A 25-year veteran Baltimore City Police officer has been charged with sexually assaulting a fellow officer in front of a supervisor.
Derrick Layton, who is currently assigned to the Northwestern District, faces charges of second-degree assault, fourth-degree sexual assault, and "committing a wrongful act in the performance of his duties," according to court documents. Layton was previously a detective in the Southeastern District, online court records indicate. His most recent cases-burglaries-were filed on Aug. 27.
The criminal information, quietly filed in Circuit Court on Aug. 8, contains few details other than the alleged incident date of Jan. 22, 2013 and a list of witnesses and the complainant, a female police officer. But Layton's lawyer, Warren Brown, says the charges are baseless and implausible.
"It's the dumbest thing I've ever seen," Brown says by phone from his office. "He supposedly fondled one of his colleagues right in front of his lieutenant in the office. She's in uniform with a [bulletproof] vest. What are you gonna feel through a vest?"
A Southeastern District lieutenant is listed in the information, plus a Western District sergeant. There are two detectives whose assignments are listed as EEOC-Equal Employment Opportunity Commission. City Paper received an anonymous tip that the case had been filed. Baltimore police spokesperson Lt. John Kowalczyk did not respond to an email asking about the case or the department's policy regarding press releases and mug shots of police accused of crimes.
In late August, a grand jury indicted Baltimore police officer Frederick Allen on charges of having sex with a minor. Police Commissioner Anthony Batts released a statement in that case, calling the officer's actions "shameful" and "a great disservice to the hard work of the men and women of the Baltimore Police Department."
In July, a Baltimore police officer was charged in the county with pulling a gun on her son.
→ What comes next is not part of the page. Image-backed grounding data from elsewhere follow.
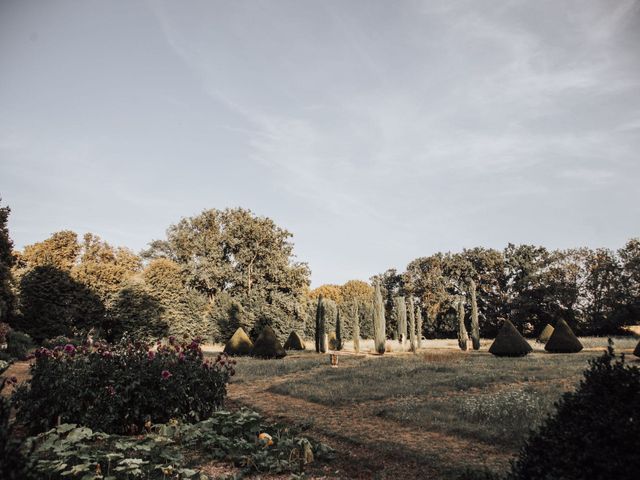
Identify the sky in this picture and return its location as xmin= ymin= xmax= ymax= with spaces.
xmin=1 ymin=0 xmax=640 ymax=287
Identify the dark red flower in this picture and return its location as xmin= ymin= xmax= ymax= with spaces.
xmin=161 ymin=370 xmax=172 ymax=380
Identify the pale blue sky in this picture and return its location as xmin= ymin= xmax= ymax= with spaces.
xmin=1 ymin=0 xmax=639 ymax=286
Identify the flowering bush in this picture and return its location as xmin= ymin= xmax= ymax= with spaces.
xmin=14 ymin=336 xmax=234 ymax=434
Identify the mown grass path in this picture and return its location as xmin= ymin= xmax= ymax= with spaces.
xmin=228 ymin=358 xmax=515 ymax=479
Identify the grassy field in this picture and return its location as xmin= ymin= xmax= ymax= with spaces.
xmin=226 ymin=336 xmax=639 ymax=478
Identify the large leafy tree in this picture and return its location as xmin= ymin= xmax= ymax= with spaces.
xmin=0 ymin=199 xmax=15 ymax=323
xmin=618 ymin=238 xmax=640 ymax=326
xmin=72 ymin=233 xmax=142 ymax=303
xmin=15 ymin=231 xmax=142 ymax=341
xmin=17 ymin=266 xmax=104 ymax=342
xmin=308 ymin=284 xmax=343 ymax=303
xmin=19 ymin=230 xmax=80 ymax=271
xmin=504 ymin=244 xmax=552 ymax=334
xmin=582 ymin=248 xmax=623 ymax=334
xmin=144 ymin=208 xmax=310 ymax=340
xmin=144 ymin=208 xmax=310 ymax=301
xmin=142 ymin=258 xmax=208 ymax=340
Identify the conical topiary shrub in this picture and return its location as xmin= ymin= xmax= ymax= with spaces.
xmin=394 ymin=296 xmax=407 ymax=344
xmin=251 ymin=326 xmax=286 ymax=359
xmin=545 ymin=319 xmax=583 ymax=353
xmin=538 ymin=324 xmax=554 ymax=344
xmin=489 ymin=320 xmax=533 ymax=357
xmin=283 ymin=331 xmax=305 ymax=350
xmin=223 ymin=327 xmax=254 ymax=356
xmin=634 ymin=339 xmax=640 ymax=358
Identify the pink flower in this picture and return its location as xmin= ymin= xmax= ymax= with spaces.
xmin=161 ymin=370 xmax=172 ymax=380
xmin=147 ymin=351 xmax=156 ymax=360
xmin=64 ymin=344 xmax=76 ymax=355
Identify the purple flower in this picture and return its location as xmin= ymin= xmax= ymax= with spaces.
xmin=105 ymin=385 xmax=116 ymax=397
xmin=178 ymin=352 xmax=185 ymax=362
xmin=161 ymin=370 xmax=172 ymax=380
xmin=147 ymin=350 xmax=156 ymax=360
xmin=64 ymin=344 xmax=76 ymax=355
xmin=168 ymin=336 xmax=176 ymax=345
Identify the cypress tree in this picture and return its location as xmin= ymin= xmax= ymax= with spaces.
xmin=335 ymin=309 xmax=343 ymax=351
xmin=416 ymin=304 xmax=423 ymax=349
xmin=315 ymin=295 xmax=328 ymax=353
xmin=319 ymin=312 xmax=327 ymax=354
xmin=353 ymin=302 xmax=360 ymax=353
xmin=394 ymin=296 xmax=407 ymax=343
xmin=373 ymin=281 xmax=386 ymax=354
xmin=469 ymin=279 xmax=480 ymax=350
xmin=457 ymin=297 xmax=468 ymax=351
xmin=408 ymin=297 xmax=416 ymax=353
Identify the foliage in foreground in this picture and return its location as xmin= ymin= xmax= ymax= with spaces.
xmin=14 ymin=337 xmax=234 ymax=434
xmin=507 ymin=341 xmax=640 ymax=480
xmin=26 ymin=409 xmax=333 ymax=479
xmin=1 ymin=364 xmax=36 ymax=480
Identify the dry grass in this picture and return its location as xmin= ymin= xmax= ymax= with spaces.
xmin=236 ymin=337 xmax=638 ymax=456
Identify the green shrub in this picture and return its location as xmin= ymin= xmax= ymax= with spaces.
xmin=223 ymin=327 xmax=254 ymax=356
xmin=0 ymin=322 xmax=10 ymax=345
xmin=42 ymin=334 xmax=82 ymax=349
xmin=544 ymin=318 xmax=583 ymax=353
xmin=488 ymin=320 xmax=532 ymax=357
xmin=6 ymin=330 xmax=33 ymax=360
xmin=1 ymin=377 xmax=36 ymax=479
xmin=14 ymin=337 xmax=234 ymax=434
xmin=283 ymin=331 xmax=305 ymax=350
xmin=508 ymin=341 xmax=640 ymax=479
xmin=26 ymin=409 xmax=333 ymax=478
xmin=251 ymin=326 xmax=286 ymax=359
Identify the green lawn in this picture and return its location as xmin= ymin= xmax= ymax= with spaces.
xmin=233 ymin=337 xmax=638 ymax=452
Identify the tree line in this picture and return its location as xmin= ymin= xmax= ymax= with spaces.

County police handed out a mug shot in that case, and Kowalczyk told reporters she had been suspended without pay.
In May, a Baltimore cop was charged with in connection with drug dealing and identity theft.
And in 2011 former Commissioner Frederick Bealefeld personally collected the badges of some of the more than 30 city cops who were being charged in a scam involving towing companies.
But the department had not given Layton's case any publicity.
Brown says his client has had no internal discipline issues with the department during his career, though he believes the accuser has "had some internal affairs things I'm looking into."
Brown attacks the accuser's character. "As much foreplay that goes on between police officers," he says, "she's either particularly sensitive or something is not right with her."